The illness first affects the brain of dopamine, causing the brain to lose weight, causing the person to develop the most apparent symptoms of rigidity, tremor, and postural instability.
Depressive, anxiety, memory problems, hallucinations, and dementia may be other symptoms of Parkinson''s disease.
By 2040, Parkinson''s disease cases will reach more than 14 million worldwide. Current therapy, including the use of the medication L-DOPA, are only able to address some of the motor symptoms of the disease and may result in serious, often adverse reactions.
Despite the positive news, there is still some room to think about it.
A radical strategy
Stem Cell replacement therapy, or regenerative medicine, is paving the way for treatment of Parkinson''s and other neurodegenerative diseases.
In the first clinical trial of its kind, the futuristic approach will be put to the test in a specific group of people with Parkinson''s disease with a mutation in the gene parkin.
The research was published in the current issue of the National Regenerative Medicine journal.
The opportunity to assist individuals who suffer from this genetic form of Parkinsons disease cannot be more special, but the findings from this study will directly impact patients who develop this disease through the sporadic or non-genetic illnesses, according to Jeffrey Kordower, the founding director of the ASU-Banner Neurodegenerative Disease Research Center, who has been elected chair of The Charlene and J. Orin Edson, the Distinguished Director of Arizona State University.
The result can reverse motor symptoms
The trial will take place at various locations, including the Barrow Neurological Institute in Phoenix, with Kordower as the principal investigator.
Kordower and his colleagues describe a technique to convert non-neuronal cells into functional neurons capable of relocating their fibrous branches across the brain, form synapses, release dopamine, and restore capacity to be hampered by Parkinson''s destruction of dopaminergic cells.
When implanted in rats'' brains, one group of experimentally engineered cells performs optimally in terms of survival, growth, neural connectivity, and dopamine production.
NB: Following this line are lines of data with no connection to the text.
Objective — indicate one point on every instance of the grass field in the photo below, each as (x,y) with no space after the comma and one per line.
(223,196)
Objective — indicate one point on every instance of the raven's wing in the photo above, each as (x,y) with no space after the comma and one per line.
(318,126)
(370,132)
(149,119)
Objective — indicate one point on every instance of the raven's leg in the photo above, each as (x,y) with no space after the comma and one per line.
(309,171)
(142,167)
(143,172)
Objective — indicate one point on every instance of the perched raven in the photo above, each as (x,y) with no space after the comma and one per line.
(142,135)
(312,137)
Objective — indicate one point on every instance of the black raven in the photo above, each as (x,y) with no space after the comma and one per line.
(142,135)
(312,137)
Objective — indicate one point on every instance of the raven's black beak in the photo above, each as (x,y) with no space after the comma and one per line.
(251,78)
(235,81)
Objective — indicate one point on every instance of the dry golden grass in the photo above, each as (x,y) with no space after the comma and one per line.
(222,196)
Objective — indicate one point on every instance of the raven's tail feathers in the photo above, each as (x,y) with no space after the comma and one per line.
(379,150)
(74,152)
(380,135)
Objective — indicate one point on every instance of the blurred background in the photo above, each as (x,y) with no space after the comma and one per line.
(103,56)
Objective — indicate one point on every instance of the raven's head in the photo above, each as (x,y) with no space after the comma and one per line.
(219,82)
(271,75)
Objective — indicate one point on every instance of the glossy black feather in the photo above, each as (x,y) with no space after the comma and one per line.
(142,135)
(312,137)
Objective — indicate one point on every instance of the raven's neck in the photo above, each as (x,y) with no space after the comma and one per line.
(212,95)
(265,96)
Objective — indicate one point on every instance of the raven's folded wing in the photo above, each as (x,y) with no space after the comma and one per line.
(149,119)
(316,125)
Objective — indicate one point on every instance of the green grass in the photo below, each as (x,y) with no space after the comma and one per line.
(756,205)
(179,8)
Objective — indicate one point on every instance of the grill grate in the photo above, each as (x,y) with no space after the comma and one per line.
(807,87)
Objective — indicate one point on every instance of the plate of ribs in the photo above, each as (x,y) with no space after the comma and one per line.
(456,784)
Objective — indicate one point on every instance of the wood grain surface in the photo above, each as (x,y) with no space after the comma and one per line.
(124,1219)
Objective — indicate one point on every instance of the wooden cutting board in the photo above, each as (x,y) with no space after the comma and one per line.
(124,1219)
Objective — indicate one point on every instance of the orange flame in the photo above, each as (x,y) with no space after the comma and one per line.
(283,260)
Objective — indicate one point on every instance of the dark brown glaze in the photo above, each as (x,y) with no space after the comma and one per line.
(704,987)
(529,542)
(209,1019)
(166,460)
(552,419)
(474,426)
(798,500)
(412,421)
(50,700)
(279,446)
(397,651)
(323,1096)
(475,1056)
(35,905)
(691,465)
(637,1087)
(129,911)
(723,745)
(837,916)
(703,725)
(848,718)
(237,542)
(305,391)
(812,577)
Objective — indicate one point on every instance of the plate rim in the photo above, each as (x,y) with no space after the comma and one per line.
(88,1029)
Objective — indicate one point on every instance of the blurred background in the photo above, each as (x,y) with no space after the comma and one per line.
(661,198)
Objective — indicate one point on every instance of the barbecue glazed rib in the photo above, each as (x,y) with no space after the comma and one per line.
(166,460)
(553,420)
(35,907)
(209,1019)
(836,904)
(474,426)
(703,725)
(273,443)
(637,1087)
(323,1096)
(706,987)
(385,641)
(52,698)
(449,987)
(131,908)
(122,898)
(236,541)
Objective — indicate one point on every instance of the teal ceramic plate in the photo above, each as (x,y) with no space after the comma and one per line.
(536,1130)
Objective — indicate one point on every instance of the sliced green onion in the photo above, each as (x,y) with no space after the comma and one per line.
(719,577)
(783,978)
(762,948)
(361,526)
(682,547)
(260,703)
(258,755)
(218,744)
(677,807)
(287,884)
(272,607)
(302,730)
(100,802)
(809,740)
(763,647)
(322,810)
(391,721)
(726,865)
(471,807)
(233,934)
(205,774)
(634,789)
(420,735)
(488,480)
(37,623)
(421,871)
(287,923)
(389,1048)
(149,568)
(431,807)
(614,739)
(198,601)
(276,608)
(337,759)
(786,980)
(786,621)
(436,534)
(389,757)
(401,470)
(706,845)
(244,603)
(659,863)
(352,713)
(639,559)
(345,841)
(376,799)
The results of such neural grafts have been shown to significantly reverse motor symptoms due to Parkinson''s disease.
How does it work?
There''s still way too much to learn.
Adult stem cells come in two forms. One type can be found in fully-developed tissues like bone marrow, liver, and skin. The second kind of adult stem cells - the focus of this study - are called induced pluripotent stem cells (iPSCs).
The process of generating the iPSCs used in the study is performed in two phases.
Adult blood cells are treated with several reprogramming strategies that enable them to revert to embryonic stem cells. The second phase involves these embryonic stem cells with additional reprogramming factors, causing them to differ into the desired target cells.
According to Kordower, the timing in which you give the second set of factors is crucial. If you treat and cultivate them for 17 days, then you can stop their divisions and differ them, at its best.
Can we expect a complete reversal?
Rats who received the 17-day iPSCs showed a remarkable recovery from Parkinson''s disease''s motor symptoms. The research further demonstrates that this effect is dependent on the dosage.
Recovery was negligible when a small number of iPSCs were grafted into the animal brain, but a large number of cells produced more profuse neural branching, and a complete reversal of Parkinsons symptoms.
The initial clinical trial will focus on a group of Parkinsons patients with a specific genetic mutation, known as a Parkin mutation.
If the treatment is effective, there will be even more trials.
A useful tool to deal with a wide spectrum of ailments, once effective.
Treatment may be combined with existing therapies to treat Parkinsons disease. After the brain has been seeded with dopamine-producing replacement cells, lower dosages of drugs such as L-DOPA might be used, enhancing beneficial results and mitigated side effects.
Such research lays the foundation for the replacement of damaged or dead neurons with fresh cells for a wide range of devastating diseases.
Patients with Huntington''s disease or multiple system atrophy or even Alzheimer''s disease might be treated in this manner for specific aspects of the disease process, according to Kordower.